Le gigantesque plan de relance de 2.000 milliards de dollars qui a désormais le feu vert du Congrès (même s’il n’est pas encore voté) « ne suffira pas à empêcher une forte baisse du PIB [des Etats-Unis] au deuxième trimestre, juge l’économiste Andrew Hunter chez Capital Economics, mais cela devrait contribuer à soutenir la reprise une fois que l’épidémie de coronavirus aura été maîtrisée. » Parmi les mesures de ce plan, le versement aux Américains adultes de 1.200 dollars (contre 1.000 initialement envisagés), avec toutefois des conditions de ressources, comme demandaient par les démocrates. Seuls les adultes gagnant moins de 99.000 dollars par an recevront ce montant. Les enfants recevront 500 dollars. Ce qui portera le coût total de cette mesure à environ 300 milliards de dollars.

Les prêts aux petites entreprises, qui se transformeront en subventions si celles-ci les utilisent pour maintenir leur masse salariale, coûteront près de 370 milliards de dollars.
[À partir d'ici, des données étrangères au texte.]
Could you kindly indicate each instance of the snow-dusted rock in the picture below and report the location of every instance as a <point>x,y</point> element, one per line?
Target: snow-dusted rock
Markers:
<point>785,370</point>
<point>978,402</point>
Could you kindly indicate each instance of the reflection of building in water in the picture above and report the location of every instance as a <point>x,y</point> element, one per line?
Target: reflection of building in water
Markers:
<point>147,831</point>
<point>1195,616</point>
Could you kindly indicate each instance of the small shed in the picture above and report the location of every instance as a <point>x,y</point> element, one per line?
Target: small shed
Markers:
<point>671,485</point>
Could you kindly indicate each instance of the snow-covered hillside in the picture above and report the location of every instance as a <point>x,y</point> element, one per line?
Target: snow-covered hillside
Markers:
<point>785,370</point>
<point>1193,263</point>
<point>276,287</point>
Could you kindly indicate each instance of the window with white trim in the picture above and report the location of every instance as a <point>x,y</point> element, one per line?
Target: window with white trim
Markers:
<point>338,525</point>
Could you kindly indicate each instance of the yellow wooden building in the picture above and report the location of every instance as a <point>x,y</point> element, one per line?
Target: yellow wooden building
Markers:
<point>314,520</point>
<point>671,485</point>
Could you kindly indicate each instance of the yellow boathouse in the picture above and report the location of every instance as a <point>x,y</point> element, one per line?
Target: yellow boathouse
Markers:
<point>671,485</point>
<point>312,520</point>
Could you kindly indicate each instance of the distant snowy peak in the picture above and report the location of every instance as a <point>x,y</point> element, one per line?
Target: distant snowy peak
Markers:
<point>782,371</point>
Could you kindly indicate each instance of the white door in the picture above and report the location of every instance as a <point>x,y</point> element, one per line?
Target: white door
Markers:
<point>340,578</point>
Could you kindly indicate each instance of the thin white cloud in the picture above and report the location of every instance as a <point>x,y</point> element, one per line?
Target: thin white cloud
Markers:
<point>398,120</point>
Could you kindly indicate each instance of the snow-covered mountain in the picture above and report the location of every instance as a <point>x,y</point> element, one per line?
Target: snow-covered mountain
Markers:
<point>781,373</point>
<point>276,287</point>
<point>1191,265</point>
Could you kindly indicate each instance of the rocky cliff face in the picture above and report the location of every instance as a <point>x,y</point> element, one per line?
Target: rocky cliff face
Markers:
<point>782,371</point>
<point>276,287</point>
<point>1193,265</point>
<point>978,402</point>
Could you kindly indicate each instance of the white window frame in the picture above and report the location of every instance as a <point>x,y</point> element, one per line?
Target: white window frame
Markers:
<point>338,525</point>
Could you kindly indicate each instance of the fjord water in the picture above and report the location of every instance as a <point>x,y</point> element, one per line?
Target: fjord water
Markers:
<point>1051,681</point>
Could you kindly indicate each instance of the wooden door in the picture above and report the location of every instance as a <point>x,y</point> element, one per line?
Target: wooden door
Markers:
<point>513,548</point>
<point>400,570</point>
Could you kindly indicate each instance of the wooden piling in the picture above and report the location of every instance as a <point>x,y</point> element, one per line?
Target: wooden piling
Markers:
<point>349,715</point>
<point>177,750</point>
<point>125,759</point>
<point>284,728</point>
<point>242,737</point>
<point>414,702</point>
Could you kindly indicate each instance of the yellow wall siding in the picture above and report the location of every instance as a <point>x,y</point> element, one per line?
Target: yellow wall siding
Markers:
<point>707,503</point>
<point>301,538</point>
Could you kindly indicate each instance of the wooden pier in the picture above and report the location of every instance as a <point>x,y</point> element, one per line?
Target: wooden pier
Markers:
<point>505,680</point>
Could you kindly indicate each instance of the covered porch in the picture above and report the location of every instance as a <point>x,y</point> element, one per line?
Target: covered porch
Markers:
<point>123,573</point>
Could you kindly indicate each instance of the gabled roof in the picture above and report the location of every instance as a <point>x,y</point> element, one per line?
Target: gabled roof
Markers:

Autre mesure importante, pour 200 milliards de dollars, les législateurs ont accepté une augmentation temporaire significative de l’assurance chômage qui couvrira 100% des salaires perdus pendant quatre mois, une décision « sans doute stimulée, avance-t-on chez Capital Economics, par les rapports faisant état d’une augmentation sans précédent des demandes d’allocations de chômage dans le pays au cours de la semaine dernière. »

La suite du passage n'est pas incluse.